[OmniOS-discuss] Building a new storage
Richard Elling
richard.elling at richardelling.com
Fri Apr 10 15:19:20 UTC 2015
> On Apr 10, 2015, at 3:17 AM, Matej Zerovnik <matej at zunaj.si> wrote:
>
> We are currently thinking of rebuilding our SAN, since we did some mistakes on the first build. But before we begin, we would like to plan accordingly, so I'm wondering how to measure some data(l2arc and zil usage, current iops,...) the right way.
>
> We currently have a single raidz2 pool build out of 50 SATA drives(Seagate Constellation, 2x Intel S3700 100GB as ZIL and 2x Intel S3700 100GB as L2ARC.
>
> For the new system, we plan to use a IBM 3550 M4 server with 256GB of memory and LSI SAS 9207-8e HBA. We will have around 70-80 SAS 4TB drives in JBOD cases and, if we need, some SSD's for ZIL and L2ARC.

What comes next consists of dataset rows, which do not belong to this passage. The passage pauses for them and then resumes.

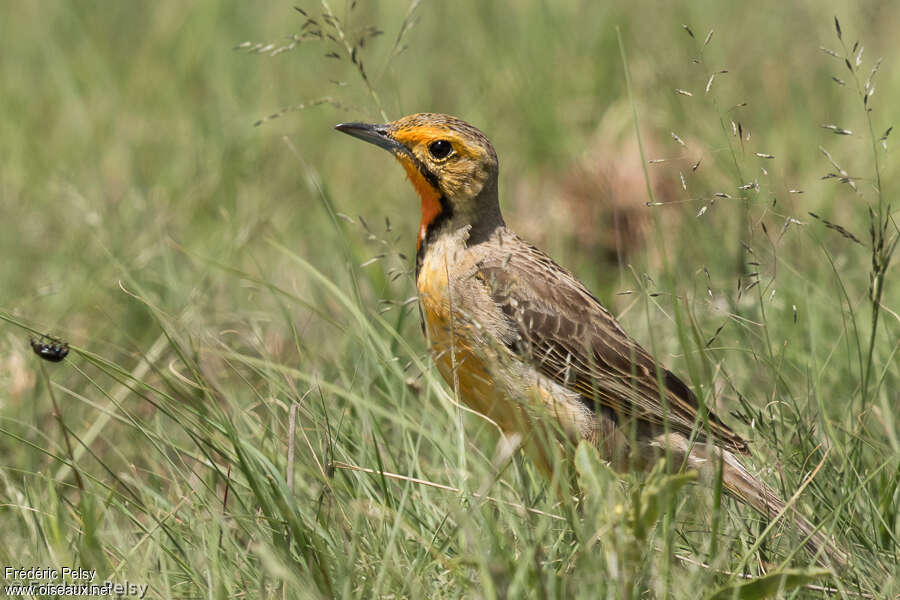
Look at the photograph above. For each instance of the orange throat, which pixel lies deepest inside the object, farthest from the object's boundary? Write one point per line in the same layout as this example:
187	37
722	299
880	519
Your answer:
431	198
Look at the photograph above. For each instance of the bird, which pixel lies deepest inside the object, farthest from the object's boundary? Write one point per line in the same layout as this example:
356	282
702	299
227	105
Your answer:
523	342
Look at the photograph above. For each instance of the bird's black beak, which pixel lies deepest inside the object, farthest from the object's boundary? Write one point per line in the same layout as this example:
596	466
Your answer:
374	134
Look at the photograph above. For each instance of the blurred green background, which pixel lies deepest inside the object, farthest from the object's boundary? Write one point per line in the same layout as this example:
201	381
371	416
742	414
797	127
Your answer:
140	194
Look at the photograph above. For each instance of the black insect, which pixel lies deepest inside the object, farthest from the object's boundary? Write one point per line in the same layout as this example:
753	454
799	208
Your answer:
50	348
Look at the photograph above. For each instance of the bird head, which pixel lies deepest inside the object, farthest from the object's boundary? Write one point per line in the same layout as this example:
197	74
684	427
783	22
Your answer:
450	163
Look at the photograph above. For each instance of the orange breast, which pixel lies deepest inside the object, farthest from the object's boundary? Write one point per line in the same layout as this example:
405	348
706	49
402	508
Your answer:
456	351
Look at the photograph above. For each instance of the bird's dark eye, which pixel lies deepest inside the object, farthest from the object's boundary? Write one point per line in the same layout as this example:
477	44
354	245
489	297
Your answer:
440	148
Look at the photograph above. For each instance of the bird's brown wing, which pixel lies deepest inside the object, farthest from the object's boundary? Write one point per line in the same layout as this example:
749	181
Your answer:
561	328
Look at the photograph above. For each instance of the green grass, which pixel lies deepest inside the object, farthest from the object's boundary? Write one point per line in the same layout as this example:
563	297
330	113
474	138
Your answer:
252	413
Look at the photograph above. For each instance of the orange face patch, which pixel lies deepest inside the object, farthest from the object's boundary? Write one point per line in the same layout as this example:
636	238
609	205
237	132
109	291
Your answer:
431	198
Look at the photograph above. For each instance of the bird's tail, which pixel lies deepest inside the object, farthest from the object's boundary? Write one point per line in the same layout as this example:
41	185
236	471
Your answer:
739	483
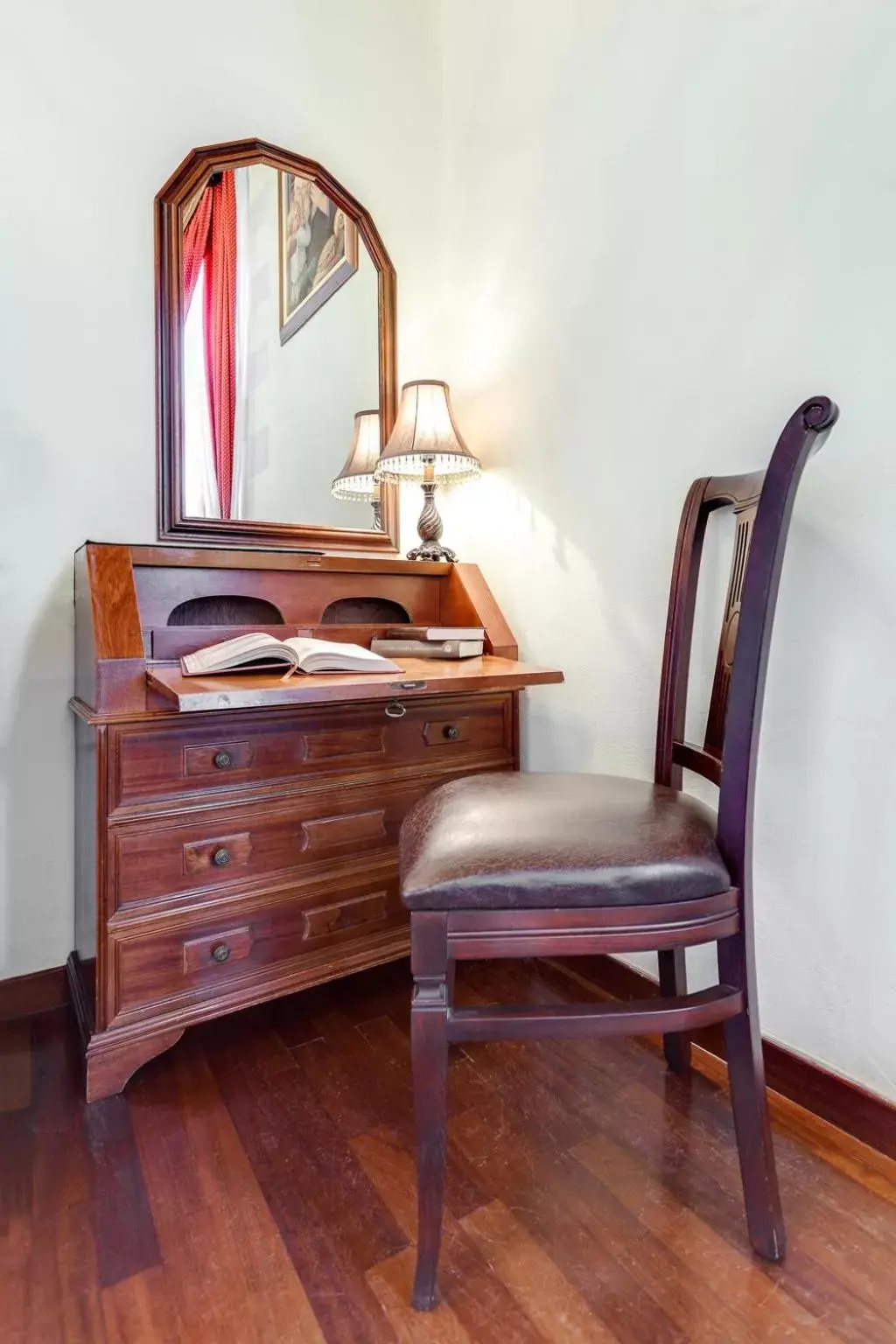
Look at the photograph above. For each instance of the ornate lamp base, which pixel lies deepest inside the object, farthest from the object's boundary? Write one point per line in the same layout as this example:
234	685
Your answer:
431	551
429	527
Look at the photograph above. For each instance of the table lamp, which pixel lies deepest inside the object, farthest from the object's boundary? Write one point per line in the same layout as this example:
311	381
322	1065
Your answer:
356	480
426	446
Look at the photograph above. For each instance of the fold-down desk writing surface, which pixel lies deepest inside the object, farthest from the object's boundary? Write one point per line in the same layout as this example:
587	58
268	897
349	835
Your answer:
418	676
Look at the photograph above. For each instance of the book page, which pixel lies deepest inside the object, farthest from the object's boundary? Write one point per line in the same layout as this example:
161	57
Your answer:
355	652
228	652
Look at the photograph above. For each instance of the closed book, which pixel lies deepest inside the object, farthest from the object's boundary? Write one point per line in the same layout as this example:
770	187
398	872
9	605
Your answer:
427	648
436	632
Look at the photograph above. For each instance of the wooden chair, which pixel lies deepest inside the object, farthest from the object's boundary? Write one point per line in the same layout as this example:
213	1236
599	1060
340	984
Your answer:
546	864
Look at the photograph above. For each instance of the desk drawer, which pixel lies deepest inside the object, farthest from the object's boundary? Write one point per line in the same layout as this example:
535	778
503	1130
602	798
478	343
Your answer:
233	752
165	964
214	852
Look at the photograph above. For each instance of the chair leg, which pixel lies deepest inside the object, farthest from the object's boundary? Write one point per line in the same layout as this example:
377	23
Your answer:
673	983
750	1105
433	977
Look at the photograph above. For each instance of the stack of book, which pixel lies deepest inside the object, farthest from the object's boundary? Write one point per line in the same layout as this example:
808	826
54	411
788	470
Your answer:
436	641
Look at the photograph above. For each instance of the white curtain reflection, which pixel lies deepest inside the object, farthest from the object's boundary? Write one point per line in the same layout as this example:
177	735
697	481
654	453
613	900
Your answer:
200	481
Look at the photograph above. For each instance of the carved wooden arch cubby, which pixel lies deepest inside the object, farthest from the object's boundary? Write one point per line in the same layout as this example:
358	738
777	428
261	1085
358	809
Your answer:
180	188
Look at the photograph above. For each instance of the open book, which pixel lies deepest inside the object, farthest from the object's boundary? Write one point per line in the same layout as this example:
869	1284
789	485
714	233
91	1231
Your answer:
260	652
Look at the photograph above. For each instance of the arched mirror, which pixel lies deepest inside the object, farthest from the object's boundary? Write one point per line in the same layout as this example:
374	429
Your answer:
276	355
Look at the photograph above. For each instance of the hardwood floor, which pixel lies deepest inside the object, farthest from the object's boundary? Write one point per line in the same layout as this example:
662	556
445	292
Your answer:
256	1186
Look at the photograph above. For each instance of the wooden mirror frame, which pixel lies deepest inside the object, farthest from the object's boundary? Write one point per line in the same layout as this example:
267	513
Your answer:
245	533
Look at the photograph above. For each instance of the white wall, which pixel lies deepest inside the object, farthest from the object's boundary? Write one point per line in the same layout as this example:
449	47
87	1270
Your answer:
98	105
662	226
667	225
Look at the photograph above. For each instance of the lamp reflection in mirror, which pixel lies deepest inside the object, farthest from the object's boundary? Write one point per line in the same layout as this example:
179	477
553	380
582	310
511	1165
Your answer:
356	480
426	446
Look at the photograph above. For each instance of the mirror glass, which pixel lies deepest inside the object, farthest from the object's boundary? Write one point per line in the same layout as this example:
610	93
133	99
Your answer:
280	350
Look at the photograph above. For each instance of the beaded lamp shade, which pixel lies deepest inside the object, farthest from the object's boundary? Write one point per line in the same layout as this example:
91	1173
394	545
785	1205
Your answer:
424	436
356	480
426	446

[sidebar conversation: I've experienced bad results with WD Black 4TB SAS drives]
>
> Questions:
>
> 1.)
> How to measure average IOPS of the current system? 'zpool iostat poolname 1' gives me weird numbers saying current drives perform around 300 read ops and 100 write ops per second. Drives are 7200 SATA drives, so I know they can't perform that much IOPS.
Sure they can. The measurable peak will be closer to 20,000 IOPS for a 7,200 rpm drive at 512 bytes.
For HDDs, the biggest impact to response time is long seeks and the placement algorithms for ZFS
bias towards the outer cylinders. From outer to inner, bandwidth usually drops by 30% and random IOPS
becomes impacted by longer seeks. Also writes are cached in the drive, so you rarely see seek penalties
for writes. This leads to a false sense of performance. This is why we often use the rule of thumb that a
HDD can deliver 100 IOPS @ 4KB and 100 MB/sec -- good enough for back-of-the-envelope capacity
planning, but not as good as real, long-term measurement.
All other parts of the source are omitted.